Another thing that I write about in my book that’s very striking that I learned when I was writing it is that after African American veterans came back from World War II, there were some of the highest rates of lynchings.

The idea at the time was that white people would view [African Americans] after they served their nation as equal, but in fact, they [were seen as] a threat because they had experience and they were a threat to the prevailing racial order, and they needed to be violently put down. That’s actually what happened after World War II. It’s very scary and tragic.

With that type of history, have you seen an increase in different racial groups enlisting, or has it just kind of been the same throughout the different wars?

The immigrant population in the military doesn’t look like the general population. Some are overrepresented. For example, Filipinos are a higher percentage than they are in the general population because of the legacy of U.S. imperialism in the Philippines.

Starting in 2009, after the creation of the Military Accessions Vital to the National Interest (a recruiting program that allows certain noncitizens to join the U.S. military and apply immediately for U.S. citizenship), there was an influx of recent immigrants, mostly college students. It was a different and new thing that hadn’t been really happening before because most immigrants in the military had grown up in the U.S.

I’m glad you brought up the college student anecdote because the one thing that I found interesting in your book is where you noted “Proposals to make college free are also seen as a threat to military recruitment. ” Earlier this year, the Biden administration fought hard for tuition-free community college but received vehement pushback. How do you think that will bode for the military and people interested in enlisting?

Recruitment is not doing well right now. I fully anticipate that if college is free and debt is completely canceled, as it should be, that will severely undermine the military’s ability to get people to enlist — even as they continue to change the requirements [to] make it easier to enlist, such as raising the age and giving a lot of waivers for people with criminal records.

I want to pivot the conversation to talk a little about the role of stereotypes. You talked about the portrayal of Central American migrant men in particular and how they were depicted as violent gang members. But at the same time, that same stereotype of the hyper-masculine man was the same reason recruiters said those qualities made them well suited to join to only have that backfire because they were put in dangerous military positions.
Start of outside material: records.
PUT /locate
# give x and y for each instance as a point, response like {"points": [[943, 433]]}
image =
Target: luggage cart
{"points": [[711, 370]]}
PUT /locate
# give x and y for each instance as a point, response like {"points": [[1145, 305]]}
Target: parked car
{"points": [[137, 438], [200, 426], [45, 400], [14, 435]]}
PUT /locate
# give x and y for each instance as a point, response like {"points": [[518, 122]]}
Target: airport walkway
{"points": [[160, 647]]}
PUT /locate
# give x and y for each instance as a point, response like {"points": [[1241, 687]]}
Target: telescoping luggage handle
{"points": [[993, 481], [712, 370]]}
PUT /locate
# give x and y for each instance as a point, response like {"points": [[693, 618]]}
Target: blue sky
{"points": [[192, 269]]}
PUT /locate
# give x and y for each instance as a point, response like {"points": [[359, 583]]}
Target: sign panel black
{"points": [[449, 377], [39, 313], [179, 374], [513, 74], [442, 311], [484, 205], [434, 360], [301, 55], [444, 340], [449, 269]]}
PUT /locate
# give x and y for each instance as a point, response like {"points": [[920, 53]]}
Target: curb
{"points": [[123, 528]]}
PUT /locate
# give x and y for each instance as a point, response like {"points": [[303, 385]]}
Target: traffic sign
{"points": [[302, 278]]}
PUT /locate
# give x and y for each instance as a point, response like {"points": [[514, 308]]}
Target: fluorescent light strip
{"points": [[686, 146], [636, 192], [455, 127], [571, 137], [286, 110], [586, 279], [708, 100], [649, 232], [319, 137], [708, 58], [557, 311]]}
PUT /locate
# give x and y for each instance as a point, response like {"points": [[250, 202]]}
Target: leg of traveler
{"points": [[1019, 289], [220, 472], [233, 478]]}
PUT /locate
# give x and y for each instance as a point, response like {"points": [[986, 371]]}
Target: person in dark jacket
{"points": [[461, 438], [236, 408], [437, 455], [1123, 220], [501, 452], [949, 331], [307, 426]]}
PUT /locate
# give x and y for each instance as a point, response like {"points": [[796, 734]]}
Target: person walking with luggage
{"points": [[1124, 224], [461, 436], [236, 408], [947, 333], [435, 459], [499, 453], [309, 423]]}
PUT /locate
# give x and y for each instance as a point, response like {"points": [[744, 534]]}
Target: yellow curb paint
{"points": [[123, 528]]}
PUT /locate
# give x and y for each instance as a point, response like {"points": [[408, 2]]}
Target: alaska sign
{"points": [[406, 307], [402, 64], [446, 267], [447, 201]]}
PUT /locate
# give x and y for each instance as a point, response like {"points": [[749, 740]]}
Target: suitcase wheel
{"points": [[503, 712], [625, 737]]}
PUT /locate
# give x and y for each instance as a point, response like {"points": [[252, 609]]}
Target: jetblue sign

Is that still quite common? Are there other similar stereotypes that you’ve seen with other groups as well?

I’m glad you picked up on that because to me the whole masculinity and gender aspect is fascinating. I was able to interview people from so many different countries across the world, and people are racialized differently. There is this powerful stereotype that really reduces the humanity of these men. It flattens what they can be as people in ways that harm them and also harm their victims, as they are foot soldiers sometimes in the same regions that they came from.

The difference with Central American men — but also with Latinx men in general — and the contrast with Asian men is really striking. The U.S. stereotype of Asian men is one of lacking masculinity or being deficient in masculinity, and the military service was an attempt to correct that and attempt to acquire these layers of warrior masculinities to repair the damage that they suffered to their images as Asian men specifically.

The military definitely capitalizes on that and seeds it and grows it sends it out in the world and back into the communities.

Was there any particular individual or story that you met that resonated with you from your book?

Miguel’s — that’s why I put him first. He’s also a neighbor.

We were both active in a neighborhood group that just did organizing around workers’ rights. I had already started the project, which was going very slow. I had learned that he was a veteran and that he was a noncitizen who enlisted. He was very generous. We had this beautiful conversation in a local coffee shop.